To better assist the homeless, Golden Empire Affordable Housing has opened a new development designed to provide low-income families with affordable housing. 23ABC’s Breanna Polk was at the grand opening and brings the latest update on this new project.
Pioneer Cottages is the name of the new affordable housing development in Bakersfield. The facility was created to help members of the community who need housing assistance.
Stephen Pelz, executive director of the Kern County Housing Authority, explains that changes in the housing market have directly affected the situation of homeless people.
“We all know affordable housing is a real challenge and I felt like Bakersfield was affordable and Kern County was affordable for a long time. It’s not as affordable as it used to be. »
These concerns are behind the vision for the new affordable housing development just off Oswell Street and Pioneer Drive in East Bakersfield.
Planning began in 2018 with the idea of serving households whose income is at or below 60% of the region’s median income. Pelz explains that while market-priced housing is needed in the area, affordable housing is also needed to ensure that more residents have a roof over their heads.
However, Pelz says that before executing this project, they had to overcome a number of hurdles.
“It was a challenge. He is still developing affordable housing, but particularly through the pandemic. It took us four years to get to today. Lots of tries, lots of hurdles, lots of delays, but we’re so excited to be here and celebrate affordable new homes for our families in need.

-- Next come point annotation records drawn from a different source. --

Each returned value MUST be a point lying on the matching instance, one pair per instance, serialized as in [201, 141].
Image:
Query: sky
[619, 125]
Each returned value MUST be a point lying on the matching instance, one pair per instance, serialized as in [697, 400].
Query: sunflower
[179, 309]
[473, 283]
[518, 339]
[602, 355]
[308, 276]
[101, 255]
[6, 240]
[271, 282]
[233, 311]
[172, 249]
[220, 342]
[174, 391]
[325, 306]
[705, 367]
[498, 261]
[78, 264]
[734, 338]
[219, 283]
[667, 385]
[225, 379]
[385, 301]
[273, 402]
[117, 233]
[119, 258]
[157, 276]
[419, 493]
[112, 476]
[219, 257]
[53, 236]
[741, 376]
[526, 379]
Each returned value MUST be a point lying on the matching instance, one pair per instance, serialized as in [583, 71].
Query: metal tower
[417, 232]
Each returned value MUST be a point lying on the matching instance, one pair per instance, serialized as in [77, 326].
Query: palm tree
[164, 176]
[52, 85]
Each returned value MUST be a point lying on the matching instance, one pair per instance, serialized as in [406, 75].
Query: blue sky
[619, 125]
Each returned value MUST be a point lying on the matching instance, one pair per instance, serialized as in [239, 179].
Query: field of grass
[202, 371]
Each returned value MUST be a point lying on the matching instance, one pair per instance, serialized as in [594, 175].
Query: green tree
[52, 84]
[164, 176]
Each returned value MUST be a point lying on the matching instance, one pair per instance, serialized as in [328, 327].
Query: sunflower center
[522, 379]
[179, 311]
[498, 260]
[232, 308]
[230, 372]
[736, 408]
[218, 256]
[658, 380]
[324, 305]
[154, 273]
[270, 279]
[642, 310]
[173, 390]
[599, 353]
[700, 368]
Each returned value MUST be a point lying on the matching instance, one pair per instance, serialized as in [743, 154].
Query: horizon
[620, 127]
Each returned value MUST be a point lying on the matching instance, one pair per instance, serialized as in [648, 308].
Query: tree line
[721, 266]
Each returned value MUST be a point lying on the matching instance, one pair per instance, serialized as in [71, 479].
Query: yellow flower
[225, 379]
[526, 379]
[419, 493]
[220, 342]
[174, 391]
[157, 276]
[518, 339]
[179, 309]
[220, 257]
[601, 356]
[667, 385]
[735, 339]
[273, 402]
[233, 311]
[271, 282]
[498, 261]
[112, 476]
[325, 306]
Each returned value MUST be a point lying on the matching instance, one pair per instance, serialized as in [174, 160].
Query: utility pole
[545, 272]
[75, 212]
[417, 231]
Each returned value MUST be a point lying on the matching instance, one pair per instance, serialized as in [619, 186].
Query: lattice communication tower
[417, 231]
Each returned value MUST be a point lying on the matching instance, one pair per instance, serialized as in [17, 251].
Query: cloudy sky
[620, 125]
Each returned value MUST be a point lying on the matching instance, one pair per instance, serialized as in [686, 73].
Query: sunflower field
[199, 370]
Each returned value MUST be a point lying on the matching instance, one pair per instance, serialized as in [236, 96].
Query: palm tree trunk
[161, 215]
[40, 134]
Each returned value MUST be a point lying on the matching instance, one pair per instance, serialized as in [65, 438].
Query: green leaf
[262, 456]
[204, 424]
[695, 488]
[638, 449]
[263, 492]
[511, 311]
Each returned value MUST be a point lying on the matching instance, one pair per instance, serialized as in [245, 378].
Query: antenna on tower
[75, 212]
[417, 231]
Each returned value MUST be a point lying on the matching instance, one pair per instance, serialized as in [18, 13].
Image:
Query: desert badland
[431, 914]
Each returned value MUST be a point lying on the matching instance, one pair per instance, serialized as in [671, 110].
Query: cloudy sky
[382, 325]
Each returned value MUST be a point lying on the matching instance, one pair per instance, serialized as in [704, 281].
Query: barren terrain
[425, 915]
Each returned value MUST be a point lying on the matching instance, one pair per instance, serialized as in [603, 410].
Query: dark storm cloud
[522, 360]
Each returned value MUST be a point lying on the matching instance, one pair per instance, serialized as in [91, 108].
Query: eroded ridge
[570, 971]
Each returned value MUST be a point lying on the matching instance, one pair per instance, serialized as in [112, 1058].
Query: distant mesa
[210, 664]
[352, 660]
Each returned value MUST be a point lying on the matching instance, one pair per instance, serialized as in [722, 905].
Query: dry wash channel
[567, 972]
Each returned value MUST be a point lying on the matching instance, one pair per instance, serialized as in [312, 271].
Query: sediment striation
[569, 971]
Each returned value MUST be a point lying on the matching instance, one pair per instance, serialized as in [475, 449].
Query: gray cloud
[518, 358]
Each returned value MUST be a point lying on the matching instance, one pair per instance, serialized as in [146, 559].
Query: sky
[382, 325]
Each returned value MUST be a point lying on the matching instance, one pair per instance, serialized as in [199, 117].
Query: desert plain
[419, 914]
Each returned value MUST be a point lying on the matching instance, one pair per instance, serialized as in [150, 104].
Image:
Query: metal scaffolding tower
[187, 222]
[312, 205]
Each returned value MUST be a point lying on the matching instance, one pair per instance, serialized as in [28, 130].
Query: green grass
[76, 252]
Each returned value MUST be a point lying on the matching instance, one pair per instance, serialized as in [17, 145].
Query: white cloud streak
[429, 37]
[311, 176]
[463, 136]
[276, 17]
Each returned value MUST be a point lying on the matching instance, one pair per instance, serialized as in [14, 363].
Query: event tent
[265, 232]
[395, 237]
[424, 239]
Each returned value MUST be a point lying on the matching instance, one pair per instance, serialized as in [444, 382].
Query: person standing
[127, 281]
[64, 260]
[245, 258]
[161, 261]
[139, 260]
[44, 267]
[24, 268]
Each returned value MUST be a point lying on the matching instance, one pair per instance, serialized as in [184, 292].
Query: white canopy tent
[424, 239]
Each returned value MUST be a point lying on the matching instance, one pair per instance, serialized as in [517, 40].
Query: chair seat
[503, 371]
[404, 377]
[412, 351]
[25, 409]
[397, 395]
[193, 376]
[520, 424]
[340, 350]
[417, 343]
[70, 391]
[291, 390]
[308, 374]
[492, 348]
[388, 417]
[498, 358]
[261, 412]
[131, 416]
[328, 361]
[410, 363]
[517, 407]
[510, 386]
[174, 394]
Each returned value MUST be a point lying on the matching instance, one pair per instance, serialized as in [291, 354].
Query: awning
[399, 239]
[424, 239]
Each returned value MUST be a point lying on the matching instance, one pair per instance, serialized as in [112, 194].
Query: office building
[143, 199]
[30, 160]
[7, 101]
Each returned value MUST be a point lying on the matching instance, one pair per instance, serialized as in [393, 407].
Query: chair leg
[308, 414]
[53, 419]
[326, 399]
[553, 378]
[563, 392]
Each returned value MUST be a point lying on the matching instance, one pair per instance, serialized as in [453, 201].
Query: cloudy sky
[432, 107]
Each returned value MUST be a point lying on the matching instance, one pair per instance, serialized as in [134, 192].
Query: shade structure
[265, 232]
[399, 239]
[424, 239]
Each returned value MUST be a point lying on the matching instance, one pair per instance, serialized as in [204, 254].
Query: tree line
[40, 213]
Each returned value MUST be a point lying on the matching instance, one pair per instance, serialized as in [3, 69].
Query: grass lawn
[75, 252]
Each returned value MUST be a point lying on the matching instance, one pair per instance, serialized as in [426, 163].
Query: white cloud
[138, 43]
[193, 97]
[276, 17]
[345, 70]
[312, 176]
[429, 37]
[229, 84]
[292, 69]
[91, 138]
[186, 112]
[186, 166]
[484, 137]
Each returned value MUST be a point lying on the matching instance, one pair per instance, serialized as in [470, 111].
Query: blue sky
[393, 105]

Pelz says the Pioneer Cottages comprise nine one-story garden-style quadruplexes containing 36 one-bedroom units and all units are energy efficient with fridges, stoves, dishwashers, microwaves and dishwashers. energy to offset energy costs.
Stacy Kuwahara, director of Kern Behavioral Health and Recovery Services, says tenants will also have access to onsite services provided by their organization to provide stability in their new homes.
“We are very happy to be working on site and doing the work that we need to do to help our residents here succeed in maintaining their housing and making these houses their home. »
The Pioneer Cottages will also provide residents with interactive services such as adult education classes, skill-building classes and many other activities that Pelz says will help create their own on-site community.
“We know it works. We have a success rate of over 90% when homeless people get permanent housing and stay there for at least two years, at over 90%. That’s really what we want. We want stability for them. We don’t want them back on the streets.
Pelz adds that eighteen of those units are reserved for eligible homeless people under the no place like home program, and tenants are expected to move in within the next two weeks.